Last Updated: Friday - 09/24/2010
Week of May 20, 2002
What are the forms of rapture?
By SR. LOUISE ZDUNICH, NDC
What is the Rapture? Who will be called? What about the others? What is their doctrine?
In the New Testament, we see two forms of rapture. The first is individual when Paul described his experience of being taken out of himself into the third heaven (2 Corinthians 12).
The second is a group experience when Christ returns in glory at the end of time and "catches up" into the air the holy ones with himself (1 Thessalonians 4).
The Modern Catholic Dictionary defines rapture as a "sudden and violent" form of ecstasy which "cannot as a rule be resisted" while resistance is possible "at least at the onset" with simple ecstasy.
The word rapture comes from the Latin word raptio or "seized." The word ecstasy comes from the Latin "to stand outside of oneself."
Suspension of the external senses and the normal signs of consciousness is common while the face is usually radiant. St. Teresa of Avila gives us an image of ecstasy; as the clouds gather up the moisture from the earth and take it up so "the cloud ascends to heaven and brings the soul along and shows it the kingdom prepared for it."
Throughout Christian history, caution has been advised and exercised with regard to ecstasy. Ecstasy is not the goal of the spiritual life but it should inspire action and must have moral consequences.
From his own experience, Paul put greater store in his "thorn in the flesh" than in his ecstasy. St. Teresa suggested that ecstasy can come from God or from the devil or from one's imagination or psychological state.
Therefore, it needs to be evaluated with the test of authenticity which is the desire of the soul to remain in complete conformity with God.
In 1 Thessalonians 4, Paul consoled the believers who were grieving because they feared that those who had died would have no chance to see Christ again. Paul assured them that at the end, the dead would be resurrected and re-united with the living to dwell permanently with Jesus in his resurrected glory.
In 2 Thessalonians 2:1, we read about the coming of "a man of lawlessness," an evil one who "enthrones himself in God's sanctuary and claims that he is God" (v. 5) causing much suffering.
This is the period of the great tribulation.
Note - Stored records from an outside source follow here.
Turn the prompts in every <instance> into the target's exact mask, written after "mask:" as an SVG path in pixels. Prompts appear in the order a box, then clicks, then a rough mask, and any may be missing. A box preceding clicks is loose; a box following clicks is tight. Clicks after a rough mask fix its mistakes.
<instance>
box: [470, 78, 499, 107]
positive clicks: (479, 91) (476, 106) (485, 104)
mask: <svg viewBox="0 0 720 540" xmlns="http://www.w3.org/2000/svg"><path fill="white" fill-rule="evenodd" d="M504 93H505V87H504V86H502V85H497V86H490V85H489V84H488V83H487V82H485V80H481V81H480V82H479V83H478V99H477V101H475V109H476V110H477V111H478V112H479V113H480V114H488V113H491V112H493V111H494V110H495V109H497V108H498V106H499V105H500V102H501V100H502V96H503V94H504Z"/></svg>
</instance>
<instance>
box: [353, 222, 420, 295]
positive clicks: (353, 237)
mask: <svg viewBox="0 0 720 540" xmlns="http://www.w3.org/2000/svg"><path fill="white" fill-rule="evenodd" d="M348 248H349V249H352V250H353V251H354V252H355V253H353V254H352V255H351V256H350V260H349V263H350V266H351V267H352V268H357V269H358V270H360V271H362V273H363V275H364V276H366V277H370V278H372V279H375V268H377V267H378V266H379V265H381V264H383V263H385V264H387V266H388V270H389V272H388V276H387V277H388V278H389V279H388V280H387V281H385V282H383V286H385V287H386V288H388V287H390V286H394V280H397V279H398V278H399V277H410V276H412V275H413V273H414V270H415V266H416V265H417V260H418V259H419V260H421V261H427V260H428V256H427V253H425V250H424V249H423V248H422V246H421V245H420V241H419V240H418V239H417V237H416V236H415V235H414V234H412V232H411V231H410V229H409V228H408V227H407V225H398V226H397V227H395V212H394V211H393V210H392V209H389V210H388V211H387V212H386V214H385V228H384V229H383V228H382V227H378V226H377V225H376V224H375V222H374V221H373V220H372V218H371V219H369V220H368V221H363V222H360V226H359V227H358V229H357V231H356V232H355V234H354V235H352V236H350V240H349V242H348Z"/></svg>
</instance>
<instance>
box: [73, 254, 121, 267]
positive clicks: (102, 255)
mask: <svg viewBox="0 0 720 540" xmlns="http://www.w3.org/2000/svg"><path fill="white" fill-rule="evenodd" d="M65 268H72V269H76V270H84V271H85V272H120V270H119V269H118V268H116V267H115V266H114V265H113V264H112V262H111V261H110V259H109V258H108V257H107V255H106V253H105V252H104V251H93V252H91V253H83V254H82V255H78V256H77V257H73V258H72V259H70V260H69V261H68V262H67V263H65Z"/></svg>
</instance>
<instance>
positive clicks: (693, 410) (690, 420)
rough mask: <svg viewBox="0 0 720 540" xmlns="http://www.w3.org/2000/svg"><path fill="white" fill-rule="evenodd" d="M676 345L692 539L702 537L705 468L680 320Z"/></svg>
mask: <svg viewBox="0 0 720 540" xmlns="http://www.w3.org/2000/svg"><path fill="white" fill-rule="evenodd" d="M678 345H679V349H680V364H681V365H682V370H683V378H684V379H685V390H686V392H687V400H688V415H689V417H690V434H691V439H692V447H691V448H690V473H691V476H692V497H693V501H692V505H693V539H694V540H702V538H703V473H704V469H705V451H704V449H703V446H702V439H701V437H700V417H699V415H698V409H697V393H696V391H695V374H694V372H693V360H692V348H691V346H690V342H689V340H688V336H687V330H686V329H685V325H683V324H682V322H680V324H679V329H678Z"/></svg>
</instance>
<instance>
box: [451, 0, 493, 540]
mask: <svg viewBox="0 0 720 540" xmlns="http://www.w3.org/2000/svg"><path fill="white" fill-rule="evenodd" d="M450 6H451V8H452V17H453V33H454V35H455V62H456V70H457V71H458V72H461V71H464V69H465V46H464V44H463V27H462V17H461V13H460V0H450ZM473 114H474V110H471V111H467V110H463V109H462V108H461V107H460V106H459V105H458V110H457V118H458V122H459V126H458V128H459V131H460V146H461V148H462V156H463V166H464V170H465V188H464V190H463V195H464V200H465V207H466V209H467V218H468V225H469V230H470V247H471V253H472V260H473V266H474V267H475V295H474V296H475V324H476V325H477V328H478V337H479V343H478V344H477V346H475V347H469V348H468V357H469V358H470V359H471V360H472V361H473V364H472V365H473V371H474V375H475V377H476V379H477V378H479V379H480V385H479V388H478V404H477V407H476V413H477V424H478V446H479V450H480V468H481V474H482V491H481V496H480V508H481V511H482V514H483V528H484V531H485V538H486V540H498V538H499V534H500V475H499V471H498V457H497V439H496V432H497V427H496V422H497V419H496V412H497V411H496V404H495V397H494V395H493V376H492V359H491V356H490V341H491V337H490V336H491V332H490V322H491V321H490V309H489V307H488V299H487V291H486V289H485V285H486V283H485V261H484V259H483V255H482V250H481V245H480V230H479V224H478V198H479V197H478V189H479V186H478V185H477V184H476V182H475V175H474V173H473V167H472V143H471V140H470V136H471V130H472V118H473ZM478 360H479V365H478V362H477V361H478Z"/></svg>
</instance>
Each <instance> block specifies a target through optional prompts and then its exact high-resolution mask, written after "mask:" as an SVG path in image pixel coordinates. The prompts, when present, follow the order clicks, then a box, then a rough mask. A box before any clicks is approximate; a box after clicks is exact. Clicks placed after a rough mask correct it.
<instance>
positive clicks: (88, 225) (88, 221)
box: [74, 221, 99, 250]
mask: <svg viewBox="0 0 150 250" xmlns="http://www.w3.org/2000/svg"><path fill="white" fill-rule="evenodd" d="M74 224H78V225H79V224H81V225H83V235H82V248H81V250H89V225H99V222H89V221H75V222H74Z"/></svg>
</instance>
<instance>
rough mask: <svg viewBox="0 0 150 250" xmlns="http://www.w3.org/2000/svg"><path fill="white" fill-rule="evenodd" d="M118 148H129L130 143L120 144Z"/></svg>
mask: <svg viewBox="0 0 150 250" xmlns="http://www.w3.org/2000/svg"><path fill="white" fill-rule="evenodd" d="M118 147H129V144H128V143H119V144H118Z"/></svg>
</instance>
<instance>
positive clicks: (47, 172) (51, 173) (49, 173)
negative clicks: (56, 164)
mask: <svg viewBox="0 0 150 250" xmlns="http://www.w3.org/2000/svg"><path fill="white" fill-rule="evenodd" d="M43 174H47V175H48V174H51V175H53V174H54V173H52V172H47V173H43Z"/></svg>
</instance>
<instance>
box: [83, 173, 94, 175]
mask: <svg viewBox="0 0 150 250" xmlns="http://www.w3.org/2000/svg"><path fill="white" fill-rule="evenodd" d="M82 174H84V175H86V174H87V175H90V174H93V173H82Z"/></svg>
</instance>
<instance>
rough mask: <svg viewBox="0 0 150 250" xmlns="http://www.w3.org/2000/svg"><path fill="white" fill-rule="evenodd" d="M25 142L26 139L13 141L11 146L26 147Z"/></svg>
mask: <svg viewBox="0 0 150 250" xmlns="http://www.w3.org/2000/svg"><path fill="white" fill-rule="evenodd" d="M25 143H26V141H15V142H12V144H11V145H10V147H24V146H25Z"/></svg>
The evil one will be destroyed by Christ who will gather together the faithful ones unto himself.
This is the taking up or rapture of the believers which, according to 2 Thessalonians, would come after great trials.
There has been much speculation about the timing of the rapture in relation to the great tribulation.
A view popularized in the early 19th century by Darby, an American Protestant fundamentalist, is that before this period of great trial, a sort of "secret rapture" of believers will occur, leaving non-believers to face the trails.
In the early Church, millenarianism (belief in the 1,000-year period of blessedness) was found mainly among the Gnostic and Montanist sects, while at the time of the Reformation, it was adhered to by the Anabaptists and the Moravian and Bohemian Brethren.
In modern times, it has held sway among fundamental groups, especially strong with the recent millennium year 2000 when we heard a lot about the end of the world which some believed would take place then. We must remember that apocalyptic literature is written in symbolic form and therefore is not meant to be understood literally.
The Catholic Catechism uses end-time terminology much as Paul does without mentioning the rapture ( a word not used by Paul either), or any of the hype given it by fundamentalists today.
Mainline Christians, in general, have not focused on these ideas, knowing that we do not know when or how the end of the world will occur.
"Stay awake because you do not know the day that your master is coming. . . . you too, must stand ready because the Son of Man is coming at an hour you do not expect" (Matthew 24:42-44).
Instead of a lot of hype, we need to focus on how we live our lives in the present: loving God and caring for one another and the Earth as the Jesus of the Gospels told us to.
"Look at the birds. . . . They neither sow nor reap nor gather into barns; yet your heavenly Father feeds them. . . . Think of the flowers in the fields; they never work nor spin; yet I assure you that not even Solomon in all his regalia was robed like one of these. . . . So do not worry, do not say, What are we to eat and drink? How are we to be clothed? Set your hearts on God's reign first and all these things will be given you."